Monday, July 22, 2013

Accidental Adoption

My French has greatly improved.  I study it like it is my job (which I suppose it sort of is) and every day I get better.  Cameroonians often are amazed at how well I speak when I tell them I learned it in country and arrived only ten months ago.  But the thing is I'm mostly just good at pretending I know what is going on.  There are certain conversations and phrases that I know so well I can fly through them as well as anyone.  Often these are just filler I've learned specifically for this.  Back when I lived in Italy, that was my game.  To get really good at certain bits and see how long I could fool an Italian into thinking I was native.  Problems arise from this game.  A) people assume you are better than you are and thus don't clarify anything and B) you can easily miss key information and to admit such is to lose the game.  For example: you might hear a sentence from your host-mom like "We will come and visit you and I will leave after a couple days."  It is really easy to miss the key pronoun change from "we" to "I".  A mistake like that might have you agreeing to some visitors and then finding yourself entirely surprised when momma departs leaving three children behind.

What can I say about my new predicament?  I suppose I'm glad I have two bedrooms and that mine has a lock so that I can pretend I'm not an accidental father from time to time.  There are some added benefits.  The oldest can cook and doesn't like cous-cous.  That's a definite plus.  I'd also have to say that all other cooking is better, even the fish (I shall never completely escape).  My house is cleaner than ever before.  They clean the whole thing every morning.  Let's see, multiply by zero… yea, it is been mopped infinitely more since their arrival.  Thank god they all speak French unlike the barbarian children of Mbakaou who know nothing but one of their tribal languages.  The kids have even done a decent job of defending my home against the revived onslaught of interest generated by their arrival in that local heathen population.  I finally have a tiny army I can command against them.

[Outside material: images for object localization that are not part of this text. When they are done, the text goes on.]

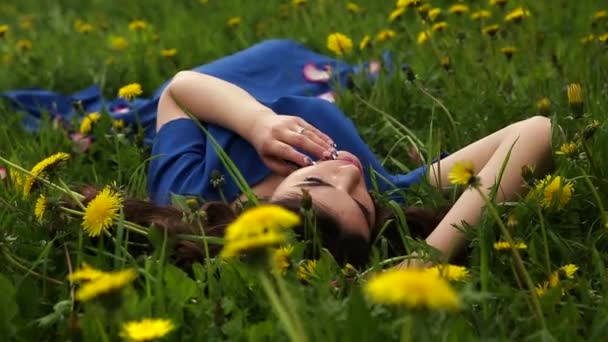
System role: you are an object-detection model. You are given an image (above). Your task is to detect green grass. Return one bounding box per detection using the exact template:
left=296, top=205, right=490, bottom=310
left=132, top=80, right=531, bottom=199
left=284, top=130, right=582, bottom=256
left=0, top=0, right=608, bottom=341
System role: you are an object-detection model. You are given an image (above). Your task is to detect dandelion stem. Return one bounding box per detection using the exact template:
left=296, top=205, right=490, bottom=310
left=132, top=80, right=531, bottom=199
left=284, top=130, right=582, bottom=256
left=258, top=270, right=308, bottom=342
left=474, top=186, right=546, bottom=329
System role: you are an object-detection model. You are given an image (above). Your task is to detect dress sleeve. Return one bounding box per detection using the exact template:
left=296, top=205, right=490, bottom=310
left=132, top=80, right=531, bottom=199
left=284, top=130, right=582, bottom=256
left=148, top=119, right=207, bottom=204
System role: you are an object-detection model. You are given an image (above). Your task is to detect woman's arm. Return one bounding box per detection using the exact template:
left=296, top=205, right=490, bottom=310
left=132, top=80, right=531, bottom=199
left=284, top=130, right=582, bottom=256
left=156, top=71, right=335, bottom=174
left=402, top=116, right=551, bottom=266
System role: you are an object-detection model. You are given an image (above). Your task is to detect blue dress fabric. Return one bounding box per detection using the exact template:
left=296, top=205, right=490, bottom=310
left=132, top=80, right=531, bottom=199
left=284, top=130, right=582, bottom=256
left=0, top=40, right=426, bottom=204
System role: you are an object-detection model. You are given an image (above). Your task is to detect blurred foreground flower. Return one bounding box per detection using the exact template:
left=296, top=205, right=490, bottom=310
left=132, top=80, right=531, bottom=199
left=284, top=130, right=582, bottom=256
left=82, top=185, right=123, bottom=236
left=23, top=152, right=70, bottom=196
left=505, top=6, right=530, bottom=23
left=220, top=204, right=300, bottom=259
left=129, top=20, right=148, bottom=31
left=120, top=318, right=175, bottom=342
left=118, top=83, right=143, bottom=101
left=346, top=2, right=362, bottom=13
left=296, top=260, right=317, bottom=281
left=327, top=32, right=353, bottom=56
left=448, top=160, right=478, bottom=185
left=536, top=175, right=574, bottom=209
left=494, top=241, right=528, bottom=251
left=78, top=112, right=101, bottom=134
left=75, top=269, right=137, bottom=302
left=226, top=17, right=242, bottom=28
left=427, top=264, right=469, bottom=281
left=376, top=29, right=395, bottom=42
left=365, top=268, right=462, bottom=310
left=448, top=4, right=469, bottom=14
left=160, top=49, right=177, bottom=58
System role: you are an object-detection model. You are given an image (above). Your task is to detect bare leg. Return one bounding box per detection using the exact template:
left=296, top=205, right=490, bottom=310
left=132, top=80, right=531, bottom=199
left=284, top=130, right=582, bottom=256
left=426, top=116, right=551, bottom=257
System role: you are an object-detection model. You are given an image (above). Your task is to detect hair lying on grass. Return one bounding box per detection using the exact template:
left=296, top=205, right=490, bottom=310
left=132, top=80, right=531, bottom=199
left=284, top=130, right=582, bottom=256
left=77, top=188, right=449, bottom=268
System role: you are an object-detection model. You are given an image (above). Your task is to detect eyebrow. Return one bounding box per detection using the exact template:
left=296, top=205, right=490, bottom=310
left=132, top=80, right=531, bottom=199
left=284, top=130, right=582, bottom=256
left=297, top=179, right=372, bottom=227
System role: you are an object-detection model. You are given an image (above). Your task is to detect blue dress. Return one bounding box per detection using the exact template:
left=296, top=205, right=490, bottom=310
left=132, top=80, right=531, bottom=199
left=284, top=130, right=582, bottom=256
left=0, top=40, right=426, bottom=204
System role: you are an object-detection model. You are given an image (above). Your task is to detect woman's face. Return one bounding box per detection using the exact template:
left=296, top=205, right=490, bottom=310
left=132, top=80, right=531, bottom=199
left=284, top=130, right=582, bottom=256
left=271, top=151, right=376, bottom=239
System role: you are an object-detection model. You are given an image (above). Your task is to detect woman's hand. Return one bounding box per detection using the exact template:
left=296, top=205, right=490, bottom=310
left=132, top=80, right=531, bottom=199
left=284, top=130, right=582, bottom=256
left=247, top=114, right=336, bottom=176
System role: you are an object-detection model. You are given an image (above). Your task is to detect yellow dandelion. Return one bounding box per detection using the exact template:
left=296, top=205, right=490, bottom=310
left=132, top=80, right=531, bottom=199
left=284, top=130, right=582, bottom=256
left=376, top=29, right=395, bottom=42
left=0, top=25, right=9, bottom=38
left=534, top=282, right=549, bottom=297
left=481, top=24, right=500, bottom=37
left=431, top=21, right=448, bottom=32
left=448, top=4, right=469, bottom=14
left=359, top=34, right=372, bottom=50
left=67, top=262, right=106, bottom=283
left=296, top=260, right=317, bottom=281
left=426, top=7, right=441, bottom=21
left=471, top=10, right=492, bottom=20
left=559, top=264, right=578, bottom=279
left=494, top=241, right=528, bottom=251
left=79, top=112, right=101, bottom=134
left=448, top=160, right=477, bottom=185
left=118, top=83, right=143, bottom=101
left=272, top=246, right=293, bottom=274
left=82, top=186, right=123, bottom=236
left=160, top=49, right=177, bottom=58
left=112, top=119, right=125, bottom=131
left=365, top=268, right=462, bottom=310
left=490, top=0, right=509, bottom=7
left=15, top=39, right=32, bottom=51
left=327, top=32, right=353, bottom=56
left=593, top=10, right=608, bottom=21
left=226, top=17, right=243, bottom=28
left=536, top=175, right=574, bottom=209
left=505, top=6, right=530, bottom=23
left=427, top=265, right=469, bottom=281
left=555, top=141, right=580, bottom=158
left=536, top=97, right=551, bottom=116
left=416, top=30, right=431, bottom=45
left=220, top=204, right=300, bottom=259
left=120, top=318, right=175, bottom=342
left=34, top=194, right=47, bottom=222
left=388, top=7, right=405, bottom=23
left=346, top=2, right=363, bottom=13
left=129, top=20, right=148, bottom=31
left=396, top=0, right=422, bottom=8
left=580, top=33, right=595, bottom=45
left=76, top=269, right=137, bottom=302
left=110, top=37, right=129, bottom=50
left=23, top=152, right=70, bottom=196
left=500, top=46, right=517, bottom=60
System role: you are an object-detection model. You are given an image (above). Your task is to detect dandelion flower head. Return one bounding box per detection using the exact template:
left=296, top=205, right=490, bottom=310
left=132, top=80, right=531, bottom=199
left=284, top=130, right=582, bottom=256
left=82, top=186, right=123, bottom=236
left=120, top=318, right=175, bottom=342
left=365, top=269, right=461, bottom=310
left=220, top=204, right=300, bottom=259
left=23, top=152, right=70, bottom=196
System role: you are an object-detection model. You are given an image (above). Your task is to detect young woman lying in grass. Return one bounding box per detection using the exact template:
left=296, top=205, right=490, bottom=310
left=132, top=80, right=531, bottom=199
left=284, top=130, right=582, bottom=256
left=141, top=71, right=551, bottom=266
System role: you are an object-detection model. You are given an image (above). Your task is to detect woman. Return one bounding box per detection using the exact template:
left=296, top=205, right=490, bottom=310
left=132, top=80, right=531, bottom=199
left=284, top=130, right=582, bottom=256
left=148, top=40, right=551, bottom=265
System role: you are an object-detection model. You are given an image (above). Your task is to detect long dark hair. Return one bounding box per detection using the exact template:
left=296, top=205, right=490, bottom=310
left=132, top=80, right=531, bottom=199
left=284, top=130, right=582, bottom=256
left=82, top=188, right=449, bottom=268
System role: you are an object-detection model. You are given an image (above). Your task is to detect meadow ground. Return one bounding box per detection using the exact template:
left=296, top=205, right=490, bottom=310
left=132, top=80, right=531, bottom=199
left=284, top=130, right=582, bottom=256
left=0, top=0, right=608, bottom=341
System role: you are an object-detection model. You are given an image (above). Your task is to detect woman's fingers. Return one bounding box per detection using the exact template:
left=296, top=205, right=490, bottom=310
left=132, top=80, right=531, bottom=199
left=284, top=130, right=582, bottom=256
left=269, top=142, right=313, bottom=167
left=297, top=118, right=336, bottom=148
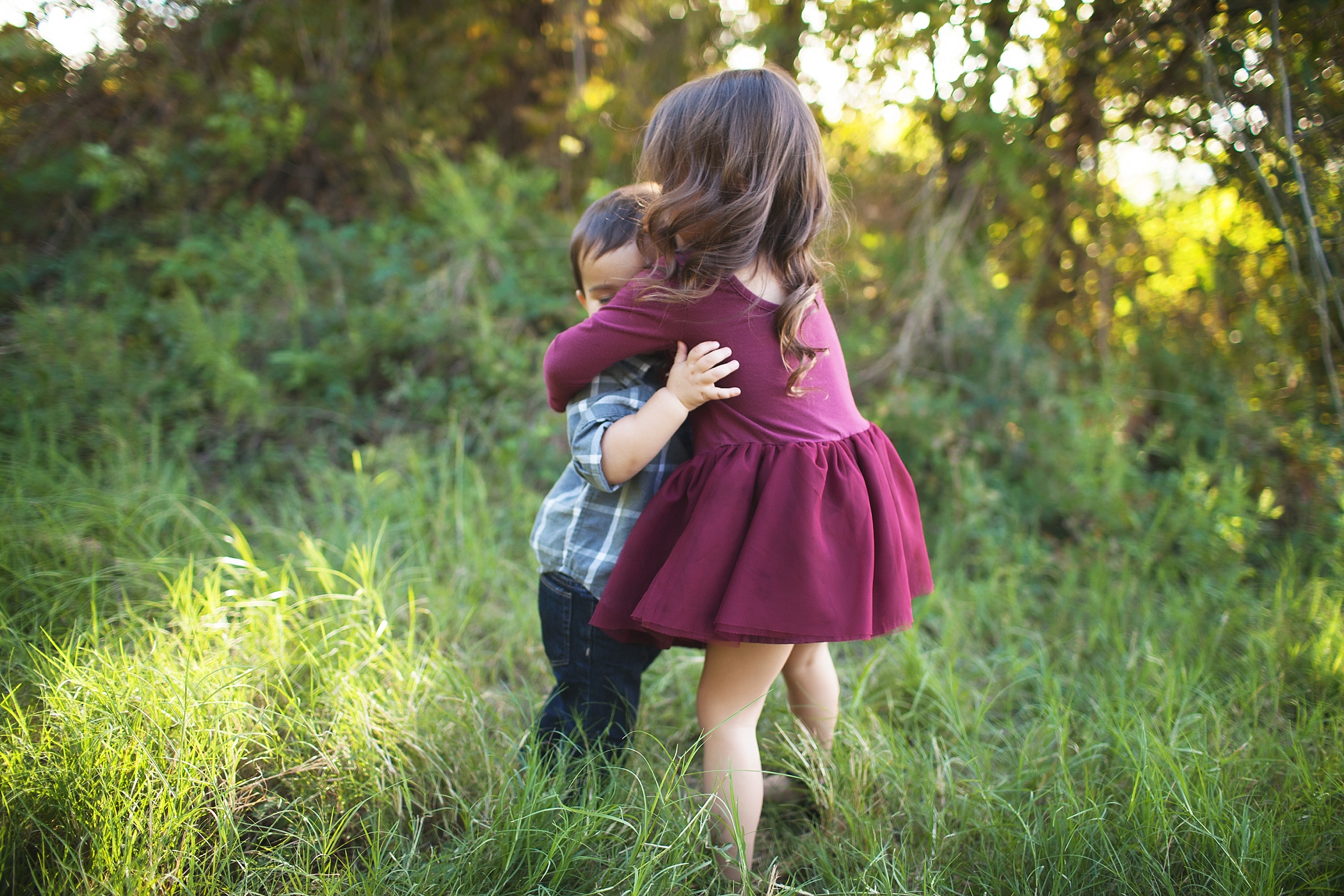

Still, I get no peace.  Even know I'm bombarded by questions I simply don't know the answer to or why I would care.  "Who moved the pot in the kitchen?"   "Why is the bookcase open?  It's ok I closed it."  "What are you doing?  Is that English?  How can you read; it is so small."  For the first time those boring moments at the Health Center where I've no idea how to occupy my time seem like blessings.  I think I'll find myself there more often.